Philosophers, savants, sages and, to use a relatively modern term, intellectuals have always been attracted by the secondhand power and material rewards to be gained by serving history’s real or self-declared men of destiny. Not to mention women of destiny: besides a highly remunerative friendship with King Frederick the Great of Prussia—which would eventually turn sour when Frederick learned that Voltaire described his editorial help with the king’s clumsy attempts at French poetry as washing the king’s dirty linen—Voltaire also wrote a number of flattering puff pieces on Russian themes for Catherine the Great. Needless to say, it paid very well.

As for Napoleon, in many ways the transitional figure between old-line “legitimate” royal patrons and self-made dictators, no one before or after charmed—and bankrolled—as large a claque of pedants, poets, painters, pamphleteers, composers and intellectual jacks-of-all trades than that first and greatest of all caudillos. As an obscure young officer entering a historical essay contest, Napoleon had poured scorn on Alexander the Great for his insatiable ambition and pride “which made him conquer and ravage the world” and ultimately pose as a god. Nevertheless, less than a decade later, Napoleon was invading Egypt in the hope of establishing a vast oriental empire of his own. Significantly, he included a detachment of subsidized scholars in his entourage. Besides studying and, where possible, swiping the antiquities they encountered, Napoleon’s savants were tasked with the job of glorifying his role as modern Alexander, even as the ill-fated expedition tottered toward catastrophe. Both Napoleon and some of his proto–public intellectuals beat an early retreat, leaving most of their comrades to face disaster alone and abandoned.
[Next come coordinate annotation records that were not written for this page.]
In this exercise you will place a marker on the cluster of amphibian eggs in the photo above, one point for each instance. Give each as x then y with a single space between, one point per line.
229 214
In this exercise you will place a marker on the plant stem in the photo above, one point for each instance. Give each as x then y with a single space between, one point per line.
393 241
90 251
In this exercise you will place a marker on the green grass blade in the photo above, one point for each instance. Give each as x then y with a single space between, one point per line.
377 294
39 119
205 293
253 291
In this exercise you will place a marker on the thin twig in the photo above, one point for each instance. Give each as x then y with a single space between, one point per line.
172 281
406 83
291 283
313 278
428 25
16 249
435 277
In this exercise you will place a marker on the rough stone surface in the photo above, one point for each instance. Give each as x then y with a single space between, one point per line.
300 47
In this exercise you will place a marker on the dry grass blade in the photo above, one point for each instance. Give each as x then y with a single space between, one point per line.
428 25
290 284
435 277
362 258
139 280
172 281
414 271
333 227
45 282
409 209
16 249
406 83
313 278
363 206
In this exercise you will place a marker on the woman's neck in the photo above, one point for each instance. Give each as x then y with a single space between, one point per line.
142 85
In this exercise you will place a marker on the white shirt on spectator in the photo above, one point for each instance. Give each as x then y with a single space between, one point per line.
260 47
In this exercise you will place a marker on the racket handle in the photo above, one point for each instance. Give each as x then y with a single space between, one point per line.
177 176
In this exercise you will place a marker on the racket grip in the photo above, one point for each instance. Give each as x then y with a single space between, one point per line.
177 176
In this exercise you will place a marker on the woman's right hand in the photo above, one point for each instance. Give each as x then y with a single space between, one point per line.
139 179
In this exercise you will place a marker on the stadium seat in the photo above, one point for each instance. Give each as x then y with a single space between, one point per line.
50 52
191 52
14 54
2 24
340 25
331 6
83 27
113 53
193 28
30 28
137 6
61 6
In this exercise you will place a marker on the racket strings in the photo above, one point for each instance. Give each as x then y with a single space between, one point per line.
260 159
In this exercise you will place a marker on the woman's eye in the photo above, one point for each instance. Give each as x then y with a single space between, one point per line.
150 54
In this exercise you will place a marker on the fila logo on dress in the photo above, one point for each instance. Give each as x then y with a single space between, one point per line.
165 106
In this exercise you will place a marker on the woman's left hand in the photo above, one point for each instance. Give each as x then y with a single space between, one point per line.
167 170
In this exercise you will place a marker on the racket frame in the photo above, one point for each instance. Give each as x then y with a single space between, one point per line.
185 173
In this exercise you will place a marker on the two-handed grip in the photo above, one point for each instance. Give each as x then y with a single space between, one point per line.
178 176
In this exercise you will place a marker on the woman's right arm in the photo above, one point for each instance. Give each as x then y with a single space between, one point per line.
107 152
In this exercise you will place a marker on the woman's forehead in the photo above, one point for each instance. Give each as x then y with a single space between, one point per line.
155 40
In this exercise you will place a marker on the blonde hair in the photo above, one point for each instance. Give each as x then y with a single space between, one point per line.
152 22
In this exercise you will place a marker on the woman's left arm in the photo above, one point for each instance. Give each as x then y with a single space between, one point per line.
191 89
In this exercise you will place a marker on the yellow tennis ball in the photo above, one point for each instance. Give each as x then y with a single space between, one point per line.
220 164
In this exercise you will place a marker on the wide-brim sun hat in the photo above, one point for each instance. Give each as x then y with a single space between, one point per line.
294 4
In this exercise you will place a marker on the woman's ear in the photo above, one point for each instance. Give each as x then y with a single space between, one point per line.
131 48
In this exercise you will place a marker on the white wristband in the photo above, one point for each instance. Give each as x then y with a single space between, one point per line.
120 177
And that was only the beginning. Having established himself as first consul for life, Napoleon went on to declare himself emperor, commissioning miles of murals, piles of portraits and countless statues of himself, often depicted as a latter-day Alexander or Caesar Augustus. Many of the countless would-be Napoleons that followed would take a page from the Little Corsican’s playbook, mobilizing regime-subsidized scholars, artists and architects to create the pseudo-classic auras of Mussolini’s new Roman Empire, Hitler’s Third Reich and, of course, that second Garden of Eden, the Soviet Union, produced by Vladimir Lenin, directed by Joseph Stalin and based on the book by Karl Marx, self-declared intellectuals all.

THROUGH IT all runs a theme admirably encapsulated by a valued old acquaintance of mine, the late Robert Conquest. Hollander quotes Bob’s description of George Orwell. Orwell’s main concern, he wrote, “was the gullibility of the intelligentsia. How could so many educated minds believe all that fantasy and falsification?” It is, Hollander adds with admirable understatement, “an interest I share.”

And share it he does, in eight succinct sections: an introductory chapter on “Intellectuals and Politicians” is followed by “Mussolini, Fascism, and Intellectuals,” “Hitler, Nazism, and Intellectuals,” “Stalin, Rakosi, Soviet Communism, and Intellectuals,” “Western Intellectuals, Mao’s China, and Cambodia under Pol Pot,” “Castro, Che Guevara, and Their Western Admirers,” “Other Dictators and Their Admirers in More Recent Times” and “Conclusions: The Personal and the Political.” His structure is logical and flows gracefully. In sum, it amounts to a sorry catalogue of political seductions, of the willful suspension of disbelief on the part of intellectuals hungering for Promethean political hero figures and, equally important, an examination of where that hunger comes from and why it has resulted in so much massive, destructive self-deception.